In afternoon Tokyo trade, the dollar weakened to 102.37 yen, down from 102.64 yen in New York on Tuesday.
The euro was also weaker at $1.3805 and 141.41 yen, from $1.3811 and 141.75 yen in New York.
Investors were now looking to comments from BoJ Governor Haruhiko Kuroda at 3:30 pm local time (0630 GMT).
The central bank is also set to release its semi-annual report on economic growth and prices, which will be seen as a key measure of whether the BoJ still thinks it can reach a 2.0 percent inflation rate target by next year.
Kuroda has stuck to the ambitious timeline — and said he would expand the asset-buying plan if necessary — despite growing doubts among analysts.
The BoJ’s outlook report was widely expected to keep its core consumer price index forecast for fiscal 2015 at 1.9 percent growth and fiscal 2016 outlook likely to be set around 2.0 percent growth.
If the current inflation forecast for 2014 is revised up from the current 1.3 percent, that “would be a big surprise” which would reduce the likelihood of further easing and support the yen, said Yunosuke Ikeda, head of FX strategy at Nomura Securities.

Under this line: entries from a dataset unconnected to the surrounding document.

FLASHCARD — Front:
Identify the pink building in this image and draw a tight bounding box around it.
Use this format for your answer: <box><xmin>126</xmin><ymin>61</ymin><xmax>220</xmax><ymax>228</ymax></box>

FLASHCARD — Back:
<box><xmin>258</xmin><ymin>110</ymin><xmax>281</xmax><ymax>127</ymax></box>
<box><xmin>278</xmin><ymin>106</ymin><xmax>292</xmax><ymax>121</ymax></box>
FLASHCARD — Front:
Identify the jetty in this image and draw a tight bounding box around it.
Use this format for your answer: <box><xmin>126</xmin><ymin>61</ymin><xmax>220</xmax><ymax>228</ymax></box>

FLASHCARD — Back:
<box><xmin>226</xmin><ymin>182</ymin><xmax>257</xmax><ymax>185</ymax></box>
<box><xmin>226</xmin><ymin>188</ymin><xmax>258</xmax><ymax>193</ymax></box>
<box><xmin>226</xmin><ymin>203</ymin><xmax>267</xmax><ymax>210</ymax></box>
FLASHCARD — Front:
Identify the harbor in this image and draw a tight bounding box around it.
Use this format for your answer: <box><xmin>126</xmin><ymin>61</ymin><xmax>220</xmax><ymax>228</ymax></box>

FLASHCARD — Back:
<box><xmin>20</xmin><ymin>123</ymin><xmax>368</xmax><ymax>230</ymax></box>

But a downgrade to the economic growth forecast could spark speculation of further easing, analysts said.
“The BoJ outlook report will likely show its inflation target of 2.0 percent can be reached, but real GDP growth is weaker than the BoJ’s outlook,” said Kengo Suzuki, chief forex strategist at Mizuho Securities.

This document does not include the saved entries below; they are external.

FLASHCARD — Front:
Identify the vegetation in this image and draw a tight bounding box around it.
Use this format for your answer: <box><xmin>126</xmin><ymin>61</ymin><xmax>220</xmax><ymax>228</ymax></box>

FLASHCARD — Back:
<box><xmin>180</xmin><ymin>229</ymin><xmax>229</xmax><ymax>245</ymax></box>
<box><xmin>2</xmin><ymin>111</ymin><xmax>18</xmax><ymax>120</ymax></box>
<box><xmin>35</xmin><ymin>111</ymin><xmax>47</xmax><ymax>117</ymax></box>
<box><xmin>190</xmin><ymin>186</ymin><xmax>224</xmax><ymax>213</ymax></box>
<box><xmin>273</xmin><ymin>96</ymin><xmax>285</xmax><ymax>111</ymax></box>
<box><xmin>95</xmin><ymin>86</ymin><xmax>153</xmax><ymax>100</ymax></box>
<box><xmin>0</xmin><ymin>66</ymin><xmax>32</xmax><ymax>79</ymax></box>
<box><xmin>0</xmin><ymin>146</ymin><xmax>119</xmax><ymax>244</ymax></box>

Overnight, the dollar rose against the euro after prices in Germany declined month-over-month, renewing concerns about low inflation in the eurozone.

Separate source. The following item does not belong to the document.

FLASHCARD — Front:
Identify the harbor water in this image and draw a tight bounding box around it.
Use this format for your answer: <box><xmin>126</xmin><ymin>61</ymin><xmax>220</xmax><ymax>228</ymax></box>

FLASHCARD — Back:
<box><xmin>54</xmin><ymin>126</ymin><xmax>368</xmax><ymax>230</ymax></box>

Traders were also looking ahead to the conclusion later Wednesday of the Federal Reserve’s two-day policy meeting and an initial estimate of US gross domestic product (GDP) growth in the first three months of the year.
The policy-setting Federal Open Market Committee was expected to announce the central bank will cut $10 billion from its monthly bond-purchase stimulus, bringing it to $45 billion.
The FOMC was virtually certain to keep its key interest rate near zero, where it has been for more than five years.